Resztki murów, krzaki i komary, Marcin_Henioo
Resztki murów, krzaki i komary, Marcin_Henioo

Na szczęście, gdy podjechałem pod sklep w centrum wsi (wiadomo, sklepowe są najlepiej poinformowane w takich miejscach), okazało się, że trafiłem na życzliwego mieszkańca, który lawirując wśród pokrzyw i innych chaszczy, zaprowadził mnie pod same (umówmy się) ruiny. Ale zanim mnie tam zabrał, spojrzał z powątpiewaniem na moje krótkie spodenki i rękawki koszulki. Po krótkim czasie wiedziałem, dlaczego. Komarów w tych krzatynach było więcej, niż kamieni i cegieł w murach. Więc po wysłuchaniu kilku ciekawych opowieści z lat dzieciństwa mojego przewodnika, wróciliśmy czym prędzej, przegonieni przez tysiące napastliwych komarzych samic. Po drodze zajrzeliśmy jeszcze do starej zamkowej piwnicy, w której to mój towarzysz dawniej przetrzymywał z bratem zapasy na zimę. Fakt, temperatura wewnątrz tej piwniczki była w porównaniu z ponad 30-stopniowym upałem niezmiernie przyjemna dla ciała. Coś jak temperatura i wilgotność w jaskiniach- praktycznie przez 12 miesięcy stałe i niezmienne.

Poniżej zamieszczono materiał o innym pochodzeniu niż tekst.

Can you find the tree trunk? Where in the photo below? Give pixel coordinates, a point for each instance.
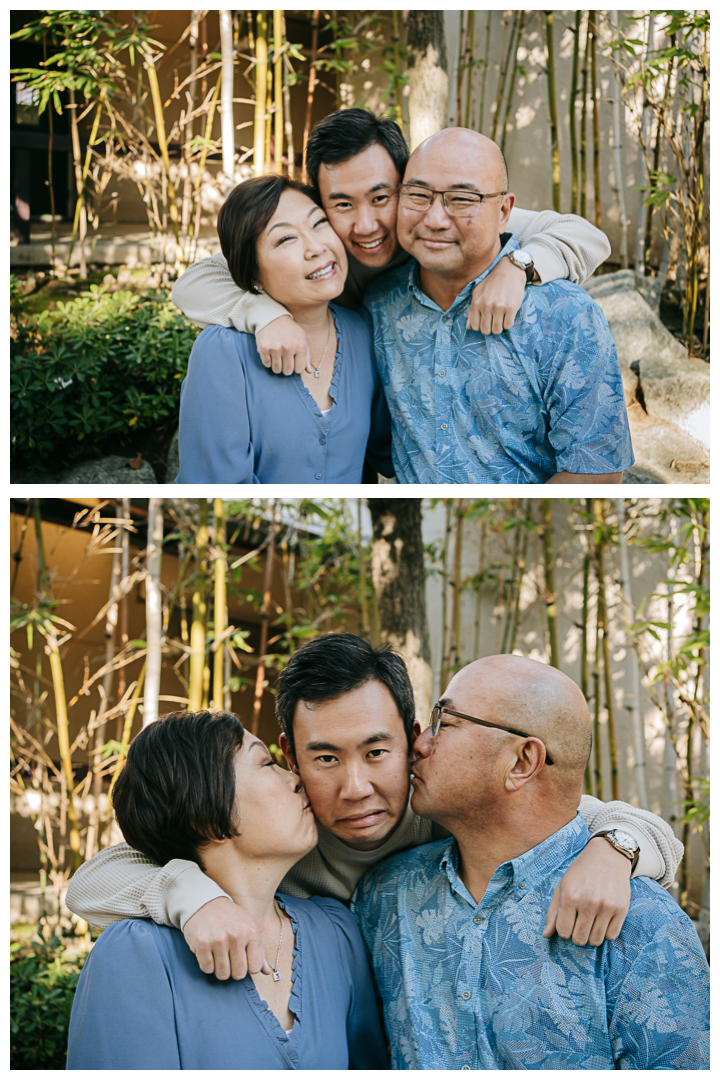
(428, 76)
(399, 586)
(227, 122)
(153, 610)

Jako że mój przewodnik strasznie się spocił, w podzięce za jego dobroć, zakupiłem w owym sklepie zimnego, prosto z lodówki „Żubra”. Mam nadzieję, że pan wypił moje zdrowie. O czym się nie przekonałem, gdyż wracać musiałem do żony, która czekała na mnie u znajomych.

Resztki murów, krzaki i komary, Marcin_Henioo
Resztki murów, krzaki i komary, Marcin_Henioo

Ja gamoń, dopiero po przyjeździe do domu, dowiedziałem się, że ów sklep znajduje się w budynku, który stanowi skromny dwór klasycystyczny, wzniesiony w poł. XIX w., częściowo przebudowany na przełomie XIX i XX w. Oczywiście zdjęć tego „dworku” nie zrobiłem. Tak to jest, jak się nie czyta, gdzie się jedzie, i idzie się na żywioł. No i będę musiał tam wrócić.

Kilka słów jeszcze o zamku i samym Lipienku, bo myślę że warto. Gród istniał już tutaj podobno w XI w. na półwyspie jeziora; po objęciu Ziemi Chełmińskiej przez Krzyżaków zbudowali oni na tym miejscu swoją siedzibę, jednak została ona zburzona przez Jaćwingów - w czasie powstania plemion pruskich przeciw Krzyżakom w 1263 r.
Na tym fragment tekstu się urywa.